We have all this good health care. We have so much opportunity.
We can really choose a lot of what we do and what happens
to us. I realized that as a white upper class educated person,
I'm in the top 0.1% or something of the world in terms of
opportunity, education, and wealth. Now, sure, I knew that
statistic before. But when you're looking at the people who
are the rest of the world... boy, it really hits home.
And
one of the most important things I realized...
I
was there in my village one day, feeling groovy, sitting and
eating tea, trying to tell the Guineans how great Guinea was.
They were always so down on it, and saying that as Africans
they're so poor.

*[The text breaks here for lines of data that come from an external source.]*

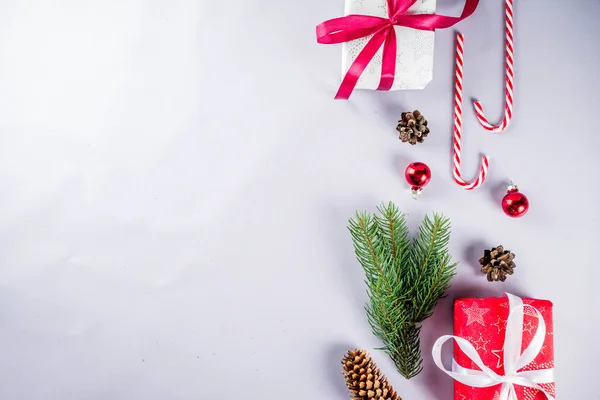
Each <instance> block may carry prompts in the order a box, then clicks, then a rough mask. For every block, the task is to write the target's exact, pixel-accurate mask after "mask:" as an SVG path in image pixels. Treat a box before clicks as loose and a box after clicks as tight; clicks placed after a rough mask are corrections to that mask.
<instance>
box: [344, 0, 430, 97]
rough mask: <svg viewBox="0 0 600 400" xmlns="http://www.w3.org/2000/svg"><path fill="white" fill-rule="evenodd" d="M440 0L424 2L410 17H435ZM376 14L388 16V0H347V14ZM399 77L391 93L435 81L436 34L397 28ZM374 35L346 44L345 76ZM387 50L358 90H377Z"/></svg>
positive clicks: (359, 39)
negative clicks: (435, 36) (411, 15)
mask: <svg viewBox="0 0 600 400" xmlns="http://www.w3.org/2000/svg"><path fill="white" fill-rule="evenodd" d="M435 9H436V0H420V1H417V2H416V3H415V4H413V5H412V7H410V9H409V10H408V12H407V14H433V13H435ZM350 14H359V15H373V16H376V17H387V16H388V10H387V1H386V0H346V4H345V15H350ZM395 29H396V37H397V50H396V74H395V78H394V83H393V85H392V87H391V90H408V89H424V88H425V86H427V84H428V83H429V82H430V81H431V80H432V79H433V49H434V38H435V33H434V32H433V31H422V30H417V29H412V28H407V27H403V26H396V27H395ZM371 37H372V35H371V36H367V37H364V38H360V39H356V40H352V41H350V42H347V43H344V44H343V45H342V46H343V50H342V77H343V76H344V75H346V72H348V69H349V68H350V66H351V65H352V63H353V62H354V60H356V57H358V54H359V53H360V52H361V51H362V49H363V48H364V47H365V46H366V44H367V43H368V41H369V40H370V39H371ZM382 54H383V48H381V49H379V51H378V52H377V54H376V55H375V57H373V59H372V60H371V62H370V63H369V65H368V66H367V68H366V69H365V71H364V72H363V73H362V75H361V76H360V78H359V79H358V82H357V84H356V89H370V90H375V89H377V87H378V86H379V82H380V80H381V63H382Z"/></svg>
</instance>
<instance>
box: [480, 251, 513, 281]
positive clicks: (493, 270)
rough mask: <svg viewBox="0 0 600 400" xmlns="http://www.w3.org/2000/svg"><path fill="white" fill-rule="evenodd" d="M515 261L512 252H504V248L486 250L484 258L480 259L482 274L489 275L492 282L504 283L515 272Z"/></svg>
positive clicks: (482, 257) (480, 258)
mask: <svg viewBox="0 0 600 400" xmlns="http://www.w3.org/2000/svg"><path fill="white" fill-rule="evenodd" d="M514 259H515V255H514V254H513V253H511V251H510V250H504V247H503V246H498V247H494V248H493V249H492V250H485V252H484V255H483V257H482V258H480V259H479V263H480V264H481V272H482V273H484V274H486V275H487V278H488V281H490V282H494V281H501V282H504V281H505V280H506V276H507V275H512V274H513V273H514V272H515V268H516V267H517V266H516V265H515V263H514V262H513V260H514Z"/></svg>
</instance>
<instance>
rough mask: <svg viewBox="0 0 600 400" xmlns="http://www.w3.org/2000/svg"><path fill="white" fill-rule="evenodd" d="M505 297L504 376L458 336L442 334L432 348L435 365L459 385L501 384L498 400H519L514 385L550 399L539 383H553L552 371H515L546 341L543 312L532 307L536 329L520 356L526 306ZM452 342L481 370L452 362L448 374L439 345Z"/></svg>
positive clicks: (469, 344) (548, 369) (546, 369)
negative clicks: (485, 365) (499, 393)
mask: <svg viewBox="0 0 600 400" xmlns="http://www.w3.org/2000/svg"><path fill="white" fill-rule="evenodd" d="M505 295H506V297H508V303H509V307H510V308H509V309H510V313H509V314H508V319H507V321H506V336H505V339H504V375H498V374H496V373H495V372H494V371H492V370H491V369H490V368H488V367H487V366H485V365H484V364H483V361H482V360H481V357H479V354H478V353H477V350H476V349H475V347H473V345H472V344H471V343H470V342H469V341H468V340H466V339H463V338H461V337H458V336H452V335H445V336H442V337H440V338H439V339H438V340H437V341H436V342H435V344H434V345H433V350H432V355H433V360H434V361H435V364H436V365H437V366H438V368H440V369H441V370H442V371H444V372H445V373H446V374H448V375H449V376H451V377H452V378H454V379H455V380H457V381H458V382H460V383H463V384H465V385H468V386H472V387H477V388H483V387H490V386H496V385H499V384H502V390H501V391H500V400H518V399H517V393H516V391H515V385H520V386H526V387H530V388H533V389H537V390H539V391H541V392H542V393H544V394H545V395H546V398H548V399H550V400H553V399H554V397H553V396H552V395H551V394H550V393H548V392H547V391H546V390H544V389H543V388H542V387H541V386H539V385H538V384H539V383H552V382H554V368H549V369H540V370H535V371H523V372H517V371H518V370H520V369H521V368H523V367H525V366H526V365H528V364H530V363H531V362H532V361H533V360H534V359H535V358H536V357H537V355H538V354H539V353H540V351H541V350H542V346H543V345H544V339H545V338H546V323H545V322H544V318H543V316H542V313H540V312H539V310H538V309H536V308H535V307H532V306H530V305H527V307H531V308H532V309H533V310H534V311H535V313H536V316H537V319H538V328H537V330H536V331H535V334H534V335H533V339H532V340H531V343H530V344H529V346H528V347H527V348H526V349H525V351H523V353H521V344H522V339H523V309H524V307H526V306H525V305H524V304H523V300H522V299H521V298H520V297H518V296H515V295H512V294H509V293H505ZM451 339H454V340H456V343H457V344H458V346H459V347H460V349H461V350H462V351H463V352H464V353H465V354H466V355H467V357H469V358H470V359H471V361H473V362H474V363H475V365H477V366H478V367H479V368H480V369H481V371H479V370H475V369H468V368H463V367H461V366H459V365H458V364H457V363H456V361H454V363H453V364H454V371H449V370H447V369H446V368H445V367H444V364H443V363H442V346H443V344H444V343H445V342H447V341H448V340H451Z"/></svg>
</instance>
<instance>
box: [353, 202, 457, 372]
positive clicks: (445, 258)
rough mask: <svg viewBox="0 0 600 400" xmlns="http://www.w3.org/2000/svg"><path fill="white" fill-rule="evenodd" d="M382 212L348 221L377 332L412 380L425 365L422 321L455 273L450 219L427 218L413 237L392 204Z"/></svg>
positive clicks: (357, 258) (394, 358)
mask: <svg viewBox="0 0 600 400" xmlns="http://www.w3.org/2000/svg"><path fill="white" fill-rule="evenodd" d="M378 211H379V215H374V214H370V213H367V212H362V213H357V214H356V216H355V217H354V218H353V219H350V221H349V227H348V228H349V230H350V234H351V236H352V242H353V244H354V250H355V253H356V257H357V259H358V261H359V263H360V264H361V265H362V267H363V269H364V271H365V276H366V281H365V283H366V285H367V293H368V295H369V300H370V301H369V304H367V306H366V307H365V308H366V312H367V318H368V321H369V324H370V325H371V328H372V330H373V333H374V334H375V336H377V337H378V338H379V339H381V340H382V342H383V347H382V350H384V351H385V352H386V353H387V354H388V355H389V356H390V358H391V359H392V360H393V361H394V364H395V365H396V368H397V369H398V372H400V374H402V375H403V376H404V377H406V378H407V379H410V378H412V377H414V376H416V375H418V374H419V373H420V372H421V370H422V368H423V367H422V358H421V343H420V339H419V334H420V331H421V323H422V322H423V321H424V320H425V319H427V318H429V317H430V316H431V314H432V313H433V310H434V309H435V306H436V304H437V302H438V301H439V300H440V299H441V298H442V297H443V296H444V292H445V291H446V289H448V287H449V286H450V280H451V279H452V277H453V276H454V273H455V269H456V263H453V262H452V259H451V257H450V255H449V254H448V243H449V241H450V220H449V219H448V218H445V217H443V216H442V215H439V214H434V215H433V217H432V218H430V217H425V219H424V220H423V223H422V224H421V227H420V228H419V234H418V235H417V236H416V237H415V238H414V239H411V237H410V235H409V231H408V227H407V225H406V218H405V215H404V214H403V213H402V212H400V211H399V209H398V207H397V206H396V205H394V204H393V203H391V202H390V203H389V204H387V205H382V206H380V207H378Z"/></svg>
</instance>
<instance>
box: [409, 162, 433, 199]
mask: <svg viewBox="0 0 600 400" xmlns="http://www.w3.org/2000/svg"><path fill="white" fill-rule="evenodd" d="M404 177H405V178H406V182H408V184H409V185H411V190H412V192H413V194H414V195H418V194H419V193H420V192H421V191H422V190H423V187H424V186H425V185H427V184H428V183H429V181H430V180H431V170H430V169H429V167H428V166H427V164H425V163H422V162H414V163H411V164H409V166H408V167H406V171H405V172H404Z"/></svg>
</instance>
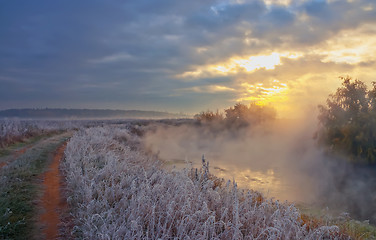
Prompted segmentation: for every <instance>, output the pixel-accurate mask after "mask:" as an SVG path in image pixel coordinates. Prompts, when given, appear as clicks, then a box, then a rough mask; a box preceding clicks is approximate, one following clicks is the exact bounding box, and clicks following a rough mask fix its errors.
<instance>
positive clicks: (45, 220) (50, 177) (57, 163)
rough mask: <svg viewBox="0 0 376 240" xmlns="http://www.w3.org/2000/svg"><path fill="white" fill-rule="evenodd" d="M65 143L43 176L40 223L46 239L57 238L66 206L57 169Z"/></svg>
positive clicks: (60, 179)
mask: <svg viewBox="0 0 376 240" xmlns="http://www.w3.org/2000/svg"><path fill="white" fill-rule="evenodd" d="M65 147H66V143H64V144H63V145H62V146H60V147H59V148H58V149H57V150H56V152H55V154H54V157H53V162H52V164H51V165H50V168H49V169H48V170H47V172H46V173H45V174H44V176H43V186H44V189H45V191H44V195H43V197H42V199H41V207H42V208H43V210H44V212H43V214H42V215H41V216H40V219H39V221H40V223H41V224H42V225H43V226H44V228H43V234H44V235H45V237H46V239H57V238H58V236H59V225H61V220H60V219H61V216H62V213H63V212H64V211H65V209H66V208H67V204H66V201H65V199H63V197H62V190H61V183H62V182H63V181H64V179H63V177H62V176H61V174H60V171H59V165H60V160H61V159H62V157H63V154H64V150H65Z"/></svg>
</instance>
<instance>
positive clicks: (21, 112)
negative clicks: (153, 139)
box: [0, 108, 187, 119]
mask: <svg viewBox="0 0 376 240" xmlns="http://www.w3.org/2000/svg"><path fill="white" fill-rule="evenodd" d="M10 117H17V118H32V119H34V118H36V119H41V118H50V119H77V118H78V119H97V118H99V119H107V118H122V119H124V118H126V119H136V118H143V119H145V118H153V119H162V118H184V117H187V116H186V115H183V114H174V113H168V112H158V111H140V110H110V109H59V108H44V109H7V110H2V111H0V118H10Z"/></svg>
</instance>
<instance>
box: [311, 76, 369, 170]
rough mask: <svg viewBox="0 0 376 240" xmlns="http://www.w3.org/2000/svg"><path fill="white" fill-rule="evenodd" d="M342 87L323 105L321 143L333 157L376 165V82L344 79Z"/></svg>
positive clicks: (352, 161) (350, 78) (319, 108)
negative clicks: (347, 158)
mask: <svg viewBox="0 0 376 240" xmlns="http://www.w3.org/2000/svg"><path fill="white" fill-rule="evenodd" d="M341 80H342V81H343V82H342V87H339V88H338V89H337V91H336V92H335V93H333V94H330V95H329V97H328V99H327V101H326V106H324V105H319V122H320V131H319V135H318V141H319V144H320V145H321V146H323V147H324V148H325V149H326V151H328V152H330V153H332V154H345V156H346V157H347V158H348V159H349V160H350V161H351V162H354V163H368V164H375V163H376V82H373V83H372V84H373V88H372V89H370V90H368V88H367V85H366V84H365V83H364V82H362V81H360V80H358V79H355V80H353V79H351V78H350V77H341Z"/></svg>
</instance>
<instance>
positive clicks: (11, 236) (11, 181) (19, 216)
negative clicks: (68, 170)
mask: <svg viewBox="0 0 376 240" xmlns="http://www.w3.org/2000/svg"><path fill="white" fill-rule="evenodd" d="M68 136H69V134H61V135H56V136H53V137H51V138H49V139H46V140H42V141H40V142H38V143H37V144H36V145H35V146H33V147H32V148H31V149H30V151H27V152H25V153H24V154H22V155H21V156H18V157H17V158H16V159H14V161H12V162H9V163H8V164H7V165H5V166H2V167H1V168H0V239H34V238H33V237H35V236H33V235H38V234H40V231H38V230H37V226H36V216H37V214H36V213H37V207H36V199H38V197H39V193H40V190H41V189H40V186H39V181H40V180H38V178H39V176H40V174H42V173H43V172H44V171H45V170H46V167H47V166H48V163H49V160H50V153H51V152H52V151H54V150H55V149H56V148H57V147H58V146H60V145H61V144H62V142H63V141H66V140H67V139H66V138H67V137H68ZM36 239H40V236H38V237H37V238H36Z"/></svg>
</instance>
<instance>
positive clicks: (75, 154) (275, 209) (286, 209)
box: [0, 120, 375, 239]
mask: <svg viewBox="0 0 376 240" xmlns="http://www.w3.org/2000/svg"><path fill="white" fill-rule="evenodd" d="M161 125H162V126H164V128H166V129H169V128H171V127H172V128H181V127H183V128H186V127H187V128H191V127H194V128H197V127H198V126H196V123H195V122H193V121H192V120H184V121H178V120H170V121H146V120H144V121H102V122H94V121H93V122H87V121H81V122H74V123H72V122H54V123H49V124H46V123H43V124H42V123H41V122H24V123H22V122H10V121H9V120H8V121H7V122H3V125H2V127H3V128H2V129H11V130H7V132H6V133H7V134H3V135H4V136H6V137H3V139H4V140H3V142H4V144H3V146H4V147H3V148H2V153H3V155H2V157H1V158H0V163H2V166H1V168H0V175H1V185H0V189H1V191H0V192H1V195H0V216H1V217H0V238H1V239H41V238H43V237H47V239H54V238H56V237H58V236H60V237H61V238H62V239H372V238H374V236H375V230H374V228H373V227H372V225H369V224H367V223H361V222H358V221H355V220H352V219H350V218H344V217H343V216H342V218H337V217H329V216H328V214H317V212H316V211H315V209H304V210H303V208H297V207H296V206H295V204H294V203H293V202H285V201H281V200H276V199H273V198H267V197H265V196H264V195H263V194H262V193H260V192H258V191H255V190H252V188H250V189H245V188H243V187H239V186H238V184H237V182H236V180H235V179H236V176H234V178H233V179H225V178H220V177H218V176H216V175H215V174H213V173H212V170H213V169H212V168H211V160H210V159H205V157H204V156H202V157H200V158H199V159H196V160H197V161H196V162H199V164H194V163H192V161H185V163H184V164H183V165H184V166H183V167H173V166H172V165H175V164H174V163H173V162H170V161H167V160H166V159H165V158H164V157H163V152H160V153H156V152H155V151H154V150H153V149H152V148H150V141H146V139H149V140H150V136H151V135H150V134H152V135H153V134H155V133H159V131H161V130H160V126H161ZM4 126H5V127H4ZM9 126H12V127H9ZM36 126H37V127H36ZM14 129H18V130H17V131H16V130H14ZM20 129H23V130H22V131H21V130H20ZM28 129H33V134H31V135H29V134H28V132H29V130H28ZM12 132H14V133H15V134H14V135H12ZM190 133H192V131H191V132H190ZM153 136H154V137H155V136H160V135H153ZM161 143H165V144H170V142H169V141H168V136H164V137H163V136H162V137H161ZM166 147H167V148H168V147H170V148H171V147H173V146H171V145H169V146H166ZM58 149H60V150H59V151H60V152H62V150H64V155H63V156H61V155H59V151H57V150H58ZM188 149H190V148H188ZM54 156H55V159H54ZM54 164H55V165H54ZM56 164H57V165H56ZM180 165H182V164H181V163H180ZM52 171H55V173H54V174H52V175H55V176H56V175H58V178H56V177H55V179H52V178H51V177H49V175H51V174H50V173H51V172H52ZM52 181H55V184H54V185H55V186H54V187H57V189H58V190H57V191H54V190H52V191H50V189H49V188H50V187H51V186H50V185H53V184H49V183H50V182H52ZM49 192H51V193H49ZM46 193H47V195H46ZM48 194H50V195H48ZM46 199H47V202H48V199H57V200H54V201H55V202H56V203H52V204H55V206H54V205H52V206H48V204H49V203H46ZM51 202H53V201H52V200H51ZM54 209H55V210H54ZM56 209H58V210H56ZM313 212H314V213H313ZM45 219H47V221H46V220H45ZM51 219H52V220H51ZM49 221H50V222H56V223H55V225H54V226H50V225H51V224H50V222H49ZM51 228H52V230H51Z"/></svg>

I'd say, but hey, we have no community anymore
in America, just because we have money we're not happy, we
don't talk to our neighbors, we just work all the time, we
don't sit with our families for hours like you do.
And
then I realized how hollow that all was.
Because
I had a choice.
I
could be there in Guinea, or I could leave. They couldn't
leave. Not really. They could travel around West Africa, if
they found the money, but they were always stuck in that eschelon
of the world. And it's an eschelon of the world that sometimes
made it difficult for me to breathe, I wanted to get out of
there.
I
could travel and look in and experience and leave. They, on
the other hand, were stuck down among the buildings of New
York just as I had been before going to Guinea, unable to
see the sky, unable to see the view or where they stood. But
I had the power to go and see other places, and choose where
to stay. They didn't.
And
choice is about power. I realized how much power I have.
And
power is kind of scary. I don't think people realize how much
power they have, and how that translates to having power over
other people. Because if you have power, someone else doesn't.
And we make these decisions that affect other people -- free
trade is one example.
That's
partially why I feel so frozen in making decisions about my
life. I have this huge opportunity, such privilege, so what
do I DO with it? I want to do something good.
So,
does that answer your question of how Peace Corps and travel
affected me? It's so hard to explain. It's one of those things
that it's nothing like what you expect until you get there,
and then all the gaps fill in and you're like, oh, of course,
this is what it is. And since the gaps filled in, you can't
remember how you thought of it before you went. And even if
you could, you couldn't explain the difference because you
just have to be there. Like you can't explain the taste of
chocolate, or really prepare someone for what it's going to
be like to go to high school, or know what it's like to have
an orgasm until you actually have one.